= Timothy Njoya =

Kenyan theologian and political activist (born 1941)

Timothy Njoya (born 7 April 1941 in Nyeri District) is a theologian, human rights activist and a retired Presbyterian Church of East Africa Minister. Njoya holds Master's and Doctor of Philosophy (PhD) degrees from Princeton University. He was ordained as a minister on 20 March 1967 and has served in different parishes including Chuka, Tumutumu, Mathari, St. Andrews, Dagoretti and Kinoo before his retirement in 2011. In 2017 he published his memoirs titled We the People: Thinking Heavenly, Acting Kenyanly.

==Political activism==
Rev. Njoya is popularly known for being one of the church leaders who publicly spoke and protested against the autocracy and brutality of the then President Daniel arap Moi in the 1980s and 90s. In his sermons, he advocated for political and social justice reforms in Kenya. In particular, he called for the re-introduction of multiparty democracy and strongly defended the freedom of expression and association as enshrined in the constitution. He was arrested on several occasions as a result of his activism.

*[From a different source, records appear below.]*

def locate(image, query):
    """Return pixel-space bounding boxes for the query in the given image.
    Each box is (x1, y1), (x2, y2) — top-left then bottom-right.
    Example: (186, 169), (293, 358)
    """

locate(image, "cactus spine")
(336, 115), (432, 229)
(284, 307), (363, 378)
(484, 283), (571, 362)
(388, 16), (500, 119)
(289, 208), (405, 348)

Njoya's use of church pulpit as a platform for political activism did not go well with the church leadership that at the time advocated for political neutrality. Njoya condemned the church for remaining silent despite widespread injustices perpetrated by the government. This condemnation saw him subjected to the church disciplinary process before he was transferred from St. Andrews PCEA church in Nairobi to Nyeri in 1987. He nevertheless continued with his activism once he was restored to his position but with more support from the masses that had become more enlightened to the ideas of democracy.

Njoya was one of the leaders of Saba Saba multiparty demonstrations on 7 July 1990 that forced the repressive Moi regime to allow the re-introduction of multi-party state. The demonstrations left eight people dead and many others injured and detained. Njoya was badly beaten by the police.

==Book title==
In August 2017, Rev Njoya announced that he was launching a book he had finished writing titled "The Divinity of Clitoris". A section of Kenyans found this book controversial considering the fact that Njoya had served as a minister in one of the most conservative denominations in Kenya.

==Personal life==
Rev. Njoya is married to Leah Wambui Njau and they have five children.